Imagine for a second you are an undersized defender patrolling the blueline for the Jersey Hitmen, a Tier 3 Junior A ice hockey team in the Eastern Junior Hockey League. The dream of playing professional hockey, let alone in the Stanley Cup Final, is just that. It’s a dream, a far away one that unfortunately will never become a reality for most young men that suit up.
Connor Clifton is not most young men. He patrolled the blueline for the Hitmen, in his home state of New Jersey, during the 2011-12 season. Clifton managed to draw into 28 games, where he scored a single goal and added eleven assists for 12 points. Modest numbers, but numbers that caught the attention of the US National Team Development Program.
Clifton found a way to get noticed. He was never the sexy player in Tier 3 Junior A, but he managed to wrestle his way to the USHL and then eventually to the NCAA, where he earned a scholarship at Quinnipiac University. Four solid seasons later, no one expected Clifton to be a Stanley Cup hero. Yet here we are.

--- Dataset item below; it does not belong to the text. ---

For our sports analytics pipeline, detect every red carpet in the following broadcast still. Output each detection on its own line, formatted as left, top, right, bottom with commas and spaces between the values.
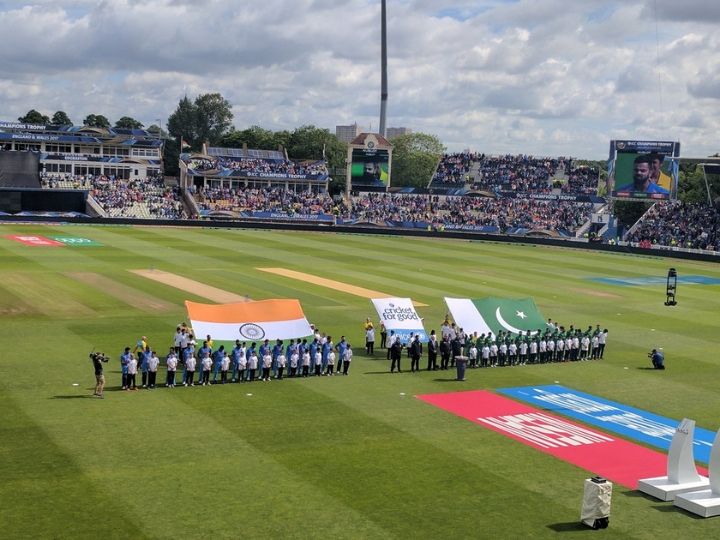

Clifton, a fifth-round pick of the Arizona Coyotes in 2013, wasn’t worth an entry-level deal in the mind of Arizona. He wasn’t worth an entry-level deal in the mind of any team. Clifton had to settle for an AHL contract with the Providence Bruins and then forced his way to an entry-level deal last spring.
Even then, he was never on the radar of fans or media. Clifton, as he has throughout his career, didn’t care about the odds. When injury struck the Bruins in November of this season, Clifton leaped from Providence and never looked back. He worked hard, played physical and chipped in with an assist in 19 solid performances. He earned a spot in the playoff lineup and has only grown from there.
Clifton has been under the radar his entire career. Fittingly that has not changed even though he has emerged as a key cog for the Bruins this spring. “Sneaky kind of guy, he’s not a guy you notice a lot, he’s not flashy, but he’s certainly good out there” proclaimed Bruce Cassidy following Monday’s 4-2 victory in Game 1 of the Stanley Cup Final.
It was Clifton (2) who scored mere minutes after Vladimir Tarasenko (9) gave St. Louis a two-goal lead early in the second period. That Clifton marker lifted the Bruins and the TD Garden crowd, igniting a comeback. “He’s certainly a guy that can add offense from the backend” admitted Cassidy.
Clifton helped turn the tide with his goal by going to the dirty areas and engaging physically, which his coach has known he is willing to do for quite some time: “He’s certainly not afraid to get involved. We noticed that when we first saw him and it was almost a detriment at times. We saw him at rookie camp in Buffalo, so he’s learned when to go when to be a good support person on the rush, he’s done a great job for us since he’s been here.”
Clifton was never supposed to be the hero in the big moment, heck he was never supposed to make it.
His hard work, determination, and grit got him to this point. He’s not afraid to do what he needs to do, and it has made a massive difference in his hockey career.